Remember Waihi!
November 11, 2002
Media Release
Remember
Waihi!
Frederick George Evans, miner and staunch
unionist, was clubbed to death 90 years ago tomorrow
(November 12).
He died on November 12 after police and scabs invaded the Waihi Miners’ Hall in the culmination of a brutal and bitter industrial dispute. No-one was ever charged with his murder.
The Waihi Gold Miners’ Strike began in May 1912, and was one of the most dramatic events in New Zealand history. It was triggered by the long struggle of gold miners to secure decent wages and conditions.

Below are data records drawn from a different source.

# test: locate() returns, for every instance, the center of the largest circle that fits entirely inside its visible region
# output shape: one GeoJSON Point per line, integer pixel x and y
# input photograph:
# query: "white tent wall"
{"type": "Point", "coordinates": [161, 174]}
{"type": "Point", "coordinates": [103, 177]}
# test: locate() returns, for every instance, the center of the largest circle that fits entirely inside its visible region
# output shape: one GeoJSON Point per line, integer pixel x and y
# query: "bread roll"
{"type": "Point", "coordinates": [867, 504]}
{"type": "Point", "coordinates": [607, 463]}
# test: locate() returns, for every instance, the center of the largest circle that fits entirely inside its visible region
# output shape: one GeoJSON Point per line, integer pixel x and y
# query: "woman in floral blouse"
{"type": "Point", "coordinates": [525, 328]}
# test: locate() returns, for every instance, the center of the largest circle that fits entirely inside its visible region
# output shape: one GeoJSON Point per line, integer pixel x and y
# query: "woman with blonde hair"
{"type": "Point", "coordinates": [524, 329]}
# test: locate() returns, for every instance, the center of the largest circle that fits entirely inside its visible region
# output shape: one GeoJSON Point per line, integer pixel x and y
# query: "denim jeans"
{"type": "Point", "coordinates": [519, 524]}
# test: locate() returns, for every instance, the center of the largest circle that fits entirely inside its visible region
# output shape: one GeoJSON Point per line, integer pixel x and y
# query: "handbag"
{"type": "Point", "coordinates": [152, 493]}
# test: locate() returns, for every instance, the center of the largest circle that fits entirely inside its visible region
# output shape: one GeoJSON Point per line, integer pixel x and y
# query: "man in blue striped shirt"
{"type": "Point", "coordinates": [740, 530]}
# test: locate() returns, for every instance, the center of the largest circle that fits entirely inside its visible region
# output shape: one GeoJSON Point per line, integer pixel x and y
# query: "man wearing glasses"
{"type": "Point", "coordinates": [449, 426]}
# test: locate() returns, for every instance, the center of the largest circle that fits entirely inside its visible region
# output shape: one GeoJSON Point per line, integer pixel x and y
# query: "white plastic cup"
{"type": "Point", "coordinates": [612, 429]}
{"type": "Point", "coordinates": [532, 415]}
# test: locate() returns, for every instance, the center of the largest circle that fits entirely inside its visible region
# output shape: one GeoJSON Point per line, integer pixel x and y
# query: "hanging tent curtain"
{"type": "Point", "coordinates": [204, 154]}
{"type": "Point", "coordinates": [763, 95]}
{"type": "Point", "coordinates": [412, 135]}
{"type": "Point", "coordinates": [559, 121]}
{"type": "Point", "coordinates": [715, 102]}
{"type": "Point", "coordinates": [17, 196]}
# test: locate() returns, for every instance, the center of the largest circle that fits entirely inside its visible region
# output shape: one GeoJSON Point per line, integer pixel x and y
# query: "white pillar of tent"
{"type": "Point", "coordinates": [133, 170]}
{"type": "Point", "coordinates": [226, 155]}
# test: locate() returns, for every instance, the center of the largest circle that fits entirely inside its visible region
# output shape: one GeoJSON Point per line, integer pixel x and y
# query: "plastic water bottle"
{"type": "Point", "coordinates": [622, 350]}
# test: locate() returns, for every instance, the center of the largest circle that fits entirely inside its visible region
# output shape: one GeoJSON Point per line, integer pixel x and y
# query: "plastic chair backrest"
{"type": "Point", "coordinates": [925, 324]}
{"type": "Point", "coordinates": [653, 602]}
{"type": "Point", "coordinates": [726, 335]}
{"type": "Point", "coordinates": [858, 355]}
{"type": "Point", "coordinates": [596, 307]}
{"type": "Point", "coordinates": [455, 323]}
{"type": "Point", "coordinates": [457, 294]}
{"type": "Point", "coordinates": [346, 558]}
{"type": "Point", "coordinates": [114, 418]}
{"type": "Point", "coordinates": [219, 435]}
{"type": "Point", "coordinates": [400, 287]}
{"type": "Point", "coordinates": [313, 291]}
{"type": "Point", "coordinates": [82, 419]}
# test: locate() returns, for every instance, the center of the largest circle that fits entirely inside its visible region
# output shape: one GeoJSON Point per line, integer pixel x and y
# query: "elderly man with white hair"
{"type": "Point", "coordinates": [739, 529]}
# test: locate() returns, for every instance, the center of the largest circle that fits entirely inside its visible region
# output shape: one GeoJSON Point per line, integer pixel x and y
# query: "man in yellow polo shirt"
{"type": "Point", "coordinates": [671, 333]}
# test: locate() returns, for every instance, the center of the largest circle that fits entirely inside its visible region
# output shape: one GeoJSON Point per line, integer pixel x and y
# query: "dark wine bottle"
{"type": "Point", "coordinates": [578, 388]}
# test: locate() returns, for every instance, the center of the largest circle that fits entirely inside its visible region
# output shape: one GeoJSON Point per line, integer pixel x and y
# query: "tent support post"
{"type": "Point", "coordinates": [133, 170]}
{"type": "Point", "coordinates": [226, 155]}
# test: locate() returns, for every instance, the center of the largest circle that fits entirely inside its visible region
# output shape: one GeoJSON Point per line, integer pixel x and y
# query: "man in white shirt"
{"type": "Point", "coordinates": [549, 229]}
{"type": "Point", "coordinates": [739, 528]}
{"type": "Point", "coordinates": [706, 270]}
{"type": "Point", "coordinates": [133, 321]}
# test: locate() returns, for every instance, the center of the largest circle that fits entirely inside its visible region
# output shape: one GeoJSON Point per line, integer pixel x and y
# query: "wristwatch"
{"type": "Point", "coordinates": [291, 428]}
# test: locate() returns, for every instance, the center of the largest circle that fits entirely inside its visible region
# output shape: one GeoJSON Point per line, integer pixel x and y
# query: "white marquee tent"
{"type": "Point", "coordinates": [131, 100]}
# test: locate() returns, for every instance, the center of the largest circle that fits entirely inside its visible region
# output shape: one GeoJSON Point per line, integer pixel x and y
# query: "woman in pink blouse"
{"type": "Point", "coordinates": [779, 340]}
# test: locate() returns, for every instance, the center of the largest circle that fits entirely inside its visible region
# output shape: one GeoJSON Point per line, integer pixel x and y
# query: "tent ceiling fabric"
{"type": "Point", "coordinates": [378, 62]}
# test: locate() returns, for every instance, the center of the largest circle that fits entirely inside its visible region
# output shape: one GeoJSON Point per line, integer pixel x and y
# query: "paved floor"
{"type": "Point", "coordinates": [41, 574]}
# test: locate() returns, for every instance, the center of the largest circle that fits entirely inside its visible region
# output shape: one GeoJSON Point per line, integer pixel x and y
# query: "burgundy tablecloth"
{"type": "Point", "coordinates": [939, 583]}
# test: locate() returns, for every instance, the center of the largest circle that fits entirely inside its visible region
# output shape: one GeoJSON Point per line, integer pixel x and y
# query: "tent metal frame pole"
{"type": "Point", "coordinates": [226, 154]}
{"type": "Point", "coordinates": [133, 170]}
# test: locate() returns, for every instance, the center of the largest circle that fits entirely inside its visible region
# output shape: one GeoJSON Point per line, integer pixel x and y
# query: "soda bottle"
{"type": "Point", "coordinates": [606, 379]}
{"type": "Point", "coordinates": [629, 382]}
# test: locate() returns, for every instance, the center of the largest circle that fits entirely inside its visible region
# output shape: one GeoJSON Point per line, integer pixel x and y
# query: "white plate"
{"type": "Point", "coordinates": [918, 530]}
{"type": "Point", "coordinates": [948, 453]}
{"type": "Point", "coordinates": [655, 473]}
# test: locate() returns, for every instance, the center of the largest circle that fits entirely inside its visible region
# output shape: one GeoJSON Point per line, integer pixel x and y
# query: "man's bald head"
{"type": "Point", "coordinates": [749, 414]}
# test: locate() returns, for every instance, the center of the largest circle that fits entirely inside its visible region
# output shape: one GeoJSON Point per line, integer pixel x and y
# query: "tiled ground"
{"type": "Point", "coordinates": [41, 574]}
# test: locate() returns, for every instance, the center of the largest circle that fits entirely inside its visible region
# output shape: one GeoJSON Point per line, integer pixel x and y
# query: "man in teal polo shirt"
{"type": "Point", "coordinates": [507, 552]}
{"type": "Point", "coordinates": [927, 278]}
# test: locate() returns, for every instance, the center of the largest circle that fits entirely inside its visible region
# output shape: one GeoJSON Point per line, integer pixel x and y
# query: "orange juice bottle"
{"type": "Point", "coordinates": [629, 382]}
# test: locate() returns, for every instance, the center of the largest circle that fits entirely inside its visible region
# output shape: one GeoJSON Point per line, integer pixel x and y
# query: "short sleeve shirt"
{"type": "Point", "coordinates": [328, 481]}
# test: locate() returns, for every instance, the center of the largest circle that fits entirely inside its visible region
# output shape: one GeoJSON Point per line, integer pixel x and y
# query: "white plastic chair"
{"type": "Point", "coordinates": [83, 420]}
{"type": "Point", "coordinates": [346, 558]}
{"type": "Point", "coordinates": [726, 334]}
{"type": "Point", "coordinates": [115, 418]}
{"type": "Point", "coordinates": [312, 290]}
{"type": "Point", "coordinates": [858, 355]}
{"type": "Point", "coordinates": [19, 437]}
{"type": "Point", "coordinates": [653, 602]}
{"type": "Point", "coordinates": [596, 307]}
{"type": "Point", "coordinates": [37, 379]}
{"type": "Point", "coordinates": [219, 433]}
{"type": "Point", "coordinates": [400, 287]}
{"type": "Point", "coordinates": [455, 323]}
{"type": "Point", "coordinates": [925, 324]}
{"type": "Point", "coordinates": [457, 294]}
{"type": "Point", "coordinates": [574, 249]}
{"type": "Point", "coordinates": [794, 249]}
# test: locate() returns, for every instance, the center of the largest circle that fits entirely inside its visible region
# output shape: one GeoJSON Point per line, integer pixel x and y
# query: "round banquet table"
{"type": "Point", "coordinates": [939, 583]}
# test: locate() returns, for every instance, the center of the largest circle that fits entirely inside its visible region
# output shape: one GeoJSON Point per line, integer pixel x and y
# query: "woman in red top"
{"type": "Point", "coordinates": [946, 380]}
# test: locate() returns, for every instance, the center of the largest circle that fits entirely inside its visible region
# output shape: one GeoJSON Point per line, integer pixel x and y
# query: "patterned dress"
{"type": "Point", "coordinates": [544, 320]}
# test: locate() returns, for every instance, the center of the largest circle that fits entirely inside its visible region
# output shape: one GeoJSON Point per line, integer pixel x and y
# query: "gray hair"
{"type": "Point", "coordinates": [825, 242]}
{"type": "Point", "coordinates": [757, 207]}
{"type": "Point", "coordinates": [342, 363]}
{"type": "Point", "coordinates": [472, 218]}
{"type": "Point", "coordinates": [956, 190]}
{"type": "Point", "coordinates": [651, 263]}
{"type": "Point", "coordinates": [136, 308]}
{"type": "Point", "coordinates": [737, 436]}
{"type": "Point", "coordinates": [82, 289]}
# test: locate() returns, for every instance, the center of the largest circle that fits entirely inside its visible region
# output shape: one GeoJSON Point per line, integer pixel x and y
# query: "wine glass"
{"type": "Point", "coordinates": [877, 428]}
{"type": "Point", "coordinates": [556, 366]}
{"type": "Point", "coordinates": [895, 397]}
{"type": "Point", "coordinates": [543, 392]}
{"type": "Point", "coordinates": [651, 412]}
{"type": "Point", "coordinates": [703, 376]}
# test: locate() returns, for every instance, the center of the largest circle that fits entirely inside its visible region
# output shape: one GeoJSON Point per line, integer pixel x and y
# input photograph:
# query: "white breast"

Their employer, the British-owned Waihi Gold Mining Company, made good profits but tried to impose miserly pay.
It ended in defeat for the unionists. Evans was murdered; more than 60 strikers were jailed; the remaining unionists and their families were driven out of town by the scabs. Many of their houses were trashed.
But Evans’ death was to become a rallying force for unionists around the country. The brutality with which the miners had been treated by the employer (backed by the Massey government) outraged workers across the country. Remember Waihi! became their rallying cry.
Harry Holland, who was later to become leader of the Labour Party, and two other activists wrote a passionate and detailed record of the miners’ struggle. Called The Tragic Story of the Waihi Strike, it is still available in many public libraries. Maryan Street wrote about the role of women in Waihi in her book The Scarlet Runners.
Miners are now part of the Engineering, Printing and Manufacturing Union, which will tomorrow be remembering the fate of Frederick George Evans and the Waihi miners.
“Waihi was an defining moment in the history of New Zealand workers,” said EPMU national secretary Andrew Little.
“Evans was one of the outstanding activists of labour movement and we will not forget what he stood for.”
March workers, March!
Look straight
ahead.
For what is life with Hope denied?
In Labour’s
cause our comrade died…
March, workers, March!
Though
death may stun,
He liveth still, brave champion.
- Harry Holland’s poem for Frederick George Evans.